The new, non-profit would be run by a 13-member board of directors representing the numerous stakeholders invested in the nation’s skies. Meanwhile, the FAA would continue to serve as a safety regulator. Many foreign countries have gone the privatization route, including Canada, Germany and Great Britain.
Sullenberger stresses that the nation is experiencing a golden age in flight safety with no fatal commercial airline crashes in more than eight years.
“The FAA is not broken,” said Sullenberger, who added, “What this proposal does is take an extreme solution to a non-problem.”
Sullenberger argues that privatization would allow a corporate monopoly heavily influenced by the major airlines to manage the nation’s skies. It would make key investment decisions that could put profits over safety and reduce access for the general aviation community, which includes company jets, recreational pilots and agriculture sprayers.
“It gives the keys of the kingdom to the four largest airlines,” Sullenberger said. “I can guarantee you the four largest airlines don’t always have the interests of the traveling public in mind.”
Exhibit A, he said, is the shrinking seat sizes that airlines are incorporating in their planes.
Still, unions representing commercial airline pilots and air traffic control workers have endorsed privatization. Patricia Gilbert, executive vice president at the National Air Traffic Controllers Association, said the lack of a stable and predictable funding from Congress has contributed to antiquated air towers and equipment, and a shortage of air traffic control workers.
“All of those things need a focus,” Gilbert said. “And we’re not seeing that.”
Backers also say the board is too diversified for any one aspect of the aviation community to dominate it.
A Senate bill reauthorizing aviation programs ignores the privatization issue.
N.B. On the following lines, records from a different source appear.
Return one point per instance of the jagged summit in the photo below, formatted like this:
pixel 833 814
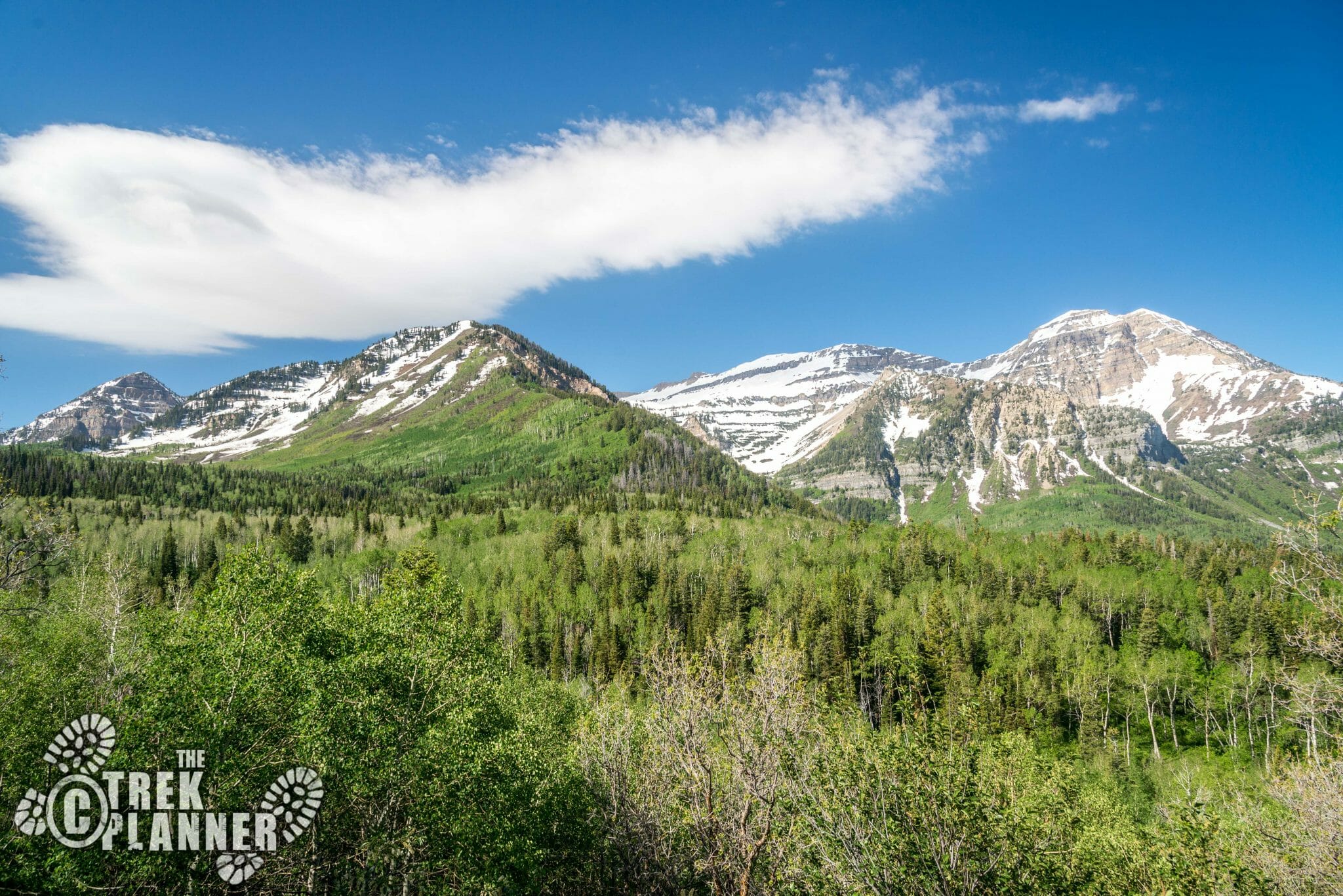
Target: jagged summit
pixel 100 416
pixel 410 372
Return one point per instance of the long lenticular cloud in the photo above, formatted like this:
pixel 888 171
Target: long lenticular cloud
pixel 182 243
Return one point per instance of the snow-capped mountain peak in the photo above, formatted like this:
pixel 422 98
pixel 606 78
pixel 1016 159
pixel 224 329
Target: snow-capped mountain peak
pixel 411 371
pixel 779 408
pixel 100 416
pixel 1199 387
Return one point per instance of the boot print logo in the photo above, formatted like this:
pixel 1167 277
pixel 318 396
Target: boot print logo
pixel 160 810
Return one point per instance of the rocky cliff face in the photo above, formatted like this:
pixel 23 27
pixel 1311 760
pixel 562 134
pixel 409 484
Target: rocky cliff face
pixel 410 371
pixel 101 416
pixel 776 409
pixel 912 433
pixel 1198 387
Democratic lawmakers called it a non-starter, and some Republican lawmakers from rural states are also wary.
But the bill seeks changes in the training requirements for co-pilots. Supporters see it as a way to ease a pilot shortage faced by smaller, regional airlines. But Senate Minority Leader Chuck Schumer, D-N.Y., has threatened to block the entire FAA bill if the provision is included.
After the nation’s last fatal commercial airline crash in February 2009, Congress required that any pilot operating as a first officer, or co-pilot, with an air carrier would need a minimum of 1,500 hours of flight experience. The prior threshold had been what Sullenberger calls an “insanely low” minimum of 250 hours.” The bill would expand the type of training that could be credited toward the 1,500 hours.
Sullenberger said he feared that people watching videos in hotel ballrooms would be able to count that experience. He contends that the worst-run regional airlines are having the biggest trouble recruiting pilots. He said the nation shouldn’t lower its standards to address their concerns.
“If we were having a problem attracting primary care physicians, would we suggest the solution was to reduce medical school a year or two?” Sullenberger asked.